His stitches up close
We didn't want to prolong his pain and suffering due to the lack of funds. We felt that he deserved the surgery as he has hung on for such a long time, waiting for help and never giving up. The least we could do for him is to give him a fighting chance. As Timothy's condition was severe, the vet needed to operate to suture his rectum back into its proper place inside his body. The surgery cost a hefty $4,000 that we could barely afford, and we really hope it helps. Timothy's case is the worst that the vet had ever seen, and they advised us that there is a possibility that Timothy may suffer a relapse (his rectum might fall out again, despite the surgery) but we are keeping our fingers crossed that it doesn't happen. Otherwise, we'll just cross that bridge when we get to it.

No longer in pain!

This is the first time that he's been able to sit in more than 6 months.

Timothy loves humans, and he loves being patted.

It also appears that his body is unable to absorb nutrients because he remains a bag of bones, although he is eating very well. We suspect that he may have cancer. The vet had collected tissue samples for testing from the small and large intestine during Timothy's surgery, and we're waiting for the test results to come back. We're hoping for good news. The most heartening thing in all of this is that his results from basic blood tests for heart-worm and tick fever, and tests for kidney and liver functions, all came back normal.

He's still skin and bones, despite eating well.

We would really appreciate any help with the following:

- Vet bills.

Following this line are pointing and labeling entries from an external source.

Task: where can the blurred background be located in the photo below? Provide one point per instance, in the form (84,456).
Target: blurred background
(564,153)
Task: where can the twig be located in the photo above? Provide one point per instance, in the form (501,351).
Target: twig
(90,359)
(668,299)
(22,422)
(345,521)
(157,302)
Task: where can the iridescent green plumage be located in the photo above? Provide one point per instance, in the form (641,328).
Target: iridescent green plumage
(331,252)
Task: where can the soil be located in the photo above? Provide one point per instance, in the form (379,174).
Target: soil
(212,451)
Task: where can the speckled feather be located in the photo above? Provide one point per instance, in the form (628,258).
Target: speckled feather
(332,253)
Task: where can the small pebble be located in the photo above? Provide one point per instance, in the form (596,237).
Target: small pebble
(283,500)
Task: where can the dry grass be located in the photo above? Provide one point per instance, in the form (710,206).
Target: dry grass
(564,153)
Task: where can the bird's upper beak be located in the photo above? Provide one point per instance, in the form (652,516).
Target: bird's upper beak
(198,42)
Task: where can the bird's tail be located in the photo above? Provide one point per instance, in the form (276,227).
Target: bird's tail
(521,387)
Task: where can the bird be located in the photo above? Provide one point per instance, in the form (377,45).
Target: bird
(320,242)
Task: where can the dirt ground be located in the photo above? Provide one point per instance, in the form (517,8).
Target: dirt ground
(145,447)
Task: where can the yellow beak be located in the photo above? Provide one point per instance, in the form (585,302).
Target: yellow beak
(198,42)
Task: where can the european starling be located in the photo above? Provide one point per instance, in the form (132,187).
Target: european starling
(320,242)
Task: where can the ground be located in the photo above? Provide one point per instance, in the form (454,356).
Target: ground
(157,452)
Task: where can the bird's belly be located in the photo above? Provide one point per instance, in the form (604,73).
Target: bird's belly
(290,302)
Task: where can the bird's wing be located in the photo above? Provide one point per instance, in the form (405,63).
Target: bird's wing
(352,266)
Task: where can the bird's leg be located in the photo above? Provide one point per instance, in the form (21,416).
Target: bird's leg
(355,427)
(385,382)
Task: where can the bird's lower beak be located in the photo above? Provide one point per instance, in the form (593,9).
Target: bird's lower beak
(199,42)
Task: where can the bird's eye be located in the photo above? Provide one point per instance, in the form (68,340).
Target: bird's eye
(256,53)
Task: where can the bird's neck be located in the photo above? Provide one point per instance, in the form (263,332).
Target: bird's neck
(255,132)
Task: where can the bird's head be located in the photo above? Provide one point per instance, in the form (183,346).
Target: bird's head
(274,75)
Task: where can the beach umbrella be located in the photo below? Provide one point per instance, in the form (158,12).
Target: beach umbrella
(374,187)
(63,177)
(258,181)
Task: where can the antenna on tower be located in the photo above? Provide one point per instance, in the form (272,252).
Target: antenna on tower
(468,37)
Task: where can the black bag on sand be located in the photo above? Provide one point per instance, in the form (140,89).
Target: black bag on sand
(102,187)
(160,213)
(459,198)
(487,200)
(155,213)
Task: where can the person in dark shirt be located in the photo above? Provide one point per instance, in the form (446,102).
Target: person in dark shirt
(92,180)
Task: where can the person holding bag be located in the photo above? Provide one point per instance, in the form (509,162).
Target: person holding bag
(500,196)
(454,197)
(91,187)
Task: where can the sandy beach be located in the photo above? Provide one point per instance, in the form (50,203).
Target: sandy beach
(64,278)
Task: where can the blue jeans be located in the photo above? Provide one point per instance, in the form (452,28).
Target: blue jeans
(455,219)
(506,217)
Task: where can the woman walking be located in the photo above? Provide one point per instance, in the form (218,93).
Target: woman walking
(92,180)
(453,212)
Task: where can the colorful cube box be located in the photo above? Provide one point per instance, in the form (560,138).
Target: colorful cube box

Please help us pay for Timothy's surgery and hospital stay.
- Fostering. If anyone is able to foster Timothy after he is discharged, we would be eternally grateful. A fosterer would have to help Timothy with recovery and ensuring that he receives the adequate post-surgery aftercare.
- Adoption. The best thing for Timothy would be to have a stable, loving home for the rest of his life. The doctor estimates him to be about 4 or 5. He has been dirty and in pain all his life, but he is incredibly sweet and so grateful to be saved. We'd like for him to have a chance at a comfortable life, and it would be amazing if he could finally have a real home.